Diprediksikan aakan da 7 pasangan yang kepastiannya baru diketahui saat pendaftaran nantinya, sehingga peluang terjadinya perubahan masih dimungkinkan, karena asumsi adalah semua nama bakal calon tersebut sifatnya masih tahap positioning (klaim perseorangan), belum mendapatkan rekomendasi resmi DPP Parpol bersangkutan, kecuali pasangan Isran – Hadi, selama tetap konsisten di jalur indipenden, tanpa melibatkan partai pengusung.
Diprediksikan pula bahwa pasangan Isran – Noor sebelum pendaftaran pasangan peserta Pilkada, akan ada Parpol yang bergabung sebagai pendukung, sehingga finalnya nanti akan ada 3 – 4 pasangan saja, yaitu jalur indipenden Isran – Hadi, pasangan yang diusung Partai Golkar, pasangan Gerindra sebagai pengusung utama (gabungan Parpol) dan pasangan yang diusung oleh Partai PDIP sebagai pengusung utama (gabungan Parpol). Mengkrucutnya jumlah pasangan lebih disebabkan minimnya pasangan yang mau menanggung pendanaan cukup besar, tanpa ada jaminan dapat menang Pilkada.
Dari apa yang diutarakan diatas, maka untuk sementara peta politik pencalonan Gubernur – Wakil Gubernur Kaltim diprediksikan sebagai berikut :
No | Posisi Bakal Calon | Parpol Pengusung | Keterangan | |
Gubernur | Wk. Gubernur | |||
1 | Isran Noor | Hadi Mulyadi | Jalur Perseorangan | Terkomfirmasi |
2 | Basuki Tjahya Purnama | Tri Rismaharin | Koalisi PDIP dengan Parpol lain | Alternatif 1 (wacna dan belum terkonfirmasi) |
3 | ? | Safaruddin | -Idem- | Alternatif 2 (belum terkomfirmasi) |
4 | Rudy Mas’ud | ? | Partai Golkar | Belum terkomfirmasi |
5 | ? | Seno Adji | Koalisi Partai Gerindra dengan Parpol lain | -Idem- |
6 | Mahyudin | ? | Jalur Perseorangan | Wacana |
7 | ? | ? | Gabungan Parpol lain | Dalam proses |
Keterngan :
- Terkomfirmasi, mendekati pasti karena tidak perlu rekomendasi DPP Parpol.
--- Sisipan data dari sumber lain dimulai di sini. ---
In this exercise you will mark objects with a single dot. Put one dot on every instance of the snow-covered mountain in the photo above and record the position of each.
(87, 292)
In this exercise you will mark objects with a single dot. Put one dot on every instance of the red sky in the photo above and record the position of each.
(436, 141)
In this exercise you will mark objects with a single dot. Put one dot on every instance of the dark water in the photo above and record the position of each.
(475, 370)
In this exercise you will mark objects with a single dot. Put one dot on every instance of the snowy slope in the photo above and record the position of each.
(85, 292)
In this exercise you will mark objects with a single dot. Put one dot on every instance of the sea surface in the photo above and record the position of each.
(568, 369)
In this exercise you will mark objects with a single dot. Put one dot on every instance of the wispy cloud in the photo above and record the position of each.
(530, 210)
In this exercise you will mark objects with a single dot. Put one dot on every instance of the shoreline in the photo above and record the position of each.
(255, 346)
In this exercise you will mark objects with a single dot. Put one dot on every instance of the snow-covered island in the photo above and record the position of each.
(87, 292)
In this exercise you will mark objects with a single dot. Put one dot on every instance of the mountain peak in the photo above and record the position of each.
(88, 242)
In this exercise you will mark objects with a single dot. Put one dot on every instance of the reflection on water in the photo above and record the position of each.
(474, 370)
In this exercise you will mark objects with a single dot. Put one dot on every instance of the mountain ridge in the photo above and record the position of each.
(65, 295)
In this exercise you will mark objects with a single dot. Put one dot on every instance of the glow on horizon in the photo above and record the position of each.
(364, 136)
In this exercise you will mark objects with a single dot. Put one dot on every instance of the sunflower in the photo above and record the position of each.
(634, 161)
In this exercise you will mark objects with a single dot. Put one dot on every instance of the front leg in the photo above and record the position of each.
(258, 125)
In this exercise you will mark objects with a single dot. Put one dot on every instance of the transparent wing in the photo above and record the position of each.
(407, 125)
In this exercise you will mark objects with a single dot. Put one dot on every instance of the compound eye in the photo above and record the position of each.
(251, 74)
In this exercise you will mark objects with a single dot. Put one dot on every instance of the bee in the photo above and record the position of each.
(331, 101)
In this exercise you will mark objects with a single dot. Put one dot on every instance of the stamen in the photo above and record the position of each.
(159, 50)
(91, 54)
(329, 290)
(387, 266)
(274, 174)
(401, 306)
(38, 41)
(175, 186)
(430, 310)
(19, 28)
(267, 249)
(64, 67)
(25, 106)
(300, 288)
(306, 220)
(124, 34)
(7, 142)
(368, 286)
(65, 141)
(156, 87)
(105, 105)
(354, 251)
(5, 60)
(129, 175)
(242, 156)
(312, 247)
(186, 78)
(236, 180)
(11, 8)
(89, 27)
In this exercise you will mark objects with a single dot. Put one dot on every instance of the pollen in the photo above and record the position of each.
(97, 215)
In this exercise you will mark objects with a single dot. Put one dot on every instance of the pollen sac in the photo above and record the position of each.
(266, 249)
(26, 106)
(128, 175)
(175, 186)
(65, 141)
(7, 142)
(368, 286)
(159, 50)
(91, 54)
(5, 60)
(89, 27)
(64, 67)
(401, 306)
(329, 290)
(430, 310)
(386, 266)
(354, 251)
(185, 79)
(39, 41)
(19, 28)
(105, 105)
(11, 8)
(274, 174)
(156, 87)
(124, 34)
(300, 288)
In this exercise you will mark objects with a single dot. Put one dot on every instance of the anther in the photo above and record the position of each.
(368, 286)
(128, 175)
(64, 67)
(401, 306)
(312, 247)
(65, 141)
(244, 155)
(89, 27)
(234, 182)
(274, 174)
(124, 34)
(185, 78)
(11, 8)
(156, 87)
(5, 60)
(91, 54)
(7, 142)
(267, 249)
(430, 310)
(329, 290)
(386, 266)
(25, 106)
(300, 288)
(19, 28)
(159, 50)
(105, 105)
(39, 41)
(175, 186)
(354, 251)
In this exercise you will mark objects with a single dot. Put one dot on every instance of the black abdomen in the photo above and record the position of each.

- Belum terkomfirmasi, masih usulan internal DPD dan menunggu rekomendasi resmi DPP Parpol.
- Dalam proses, masih menunggu (wait & see) dan lobi antar Parpol.
- Wacana, pembicaraan internal Parpol atau individu bersangkutan.
Setelah tulisan ini ditayangkan diprediksikan akan terjadi perubahan-perubahan mendasar terhadap bursa pencalonan Gubernur – Wakil Gubernur Kaltim, karena Parpol lainnya, selain Golkar, PDIP dan Gerindra masih belum menunjukkan arah dukungannya sesuai arahan DPP (atau sebutan lainnya). Perubahan dimaksud merupakan hal yang wajar, karena selama Parpol belum berani menampilkan para kadernya yang potensial, maka ajang Pilkada merupakan ajang dagangan politik. Inilah harga demokrasi yang harus dilalui sebelum kita menjadi warga yang memiliki kesadaran berpolitik dengan baik.
**) Tulisan ini akan terus berlanjut mengikuti dinamika perkembangan politik menjelang Pilkada pada November 2024 mendatang.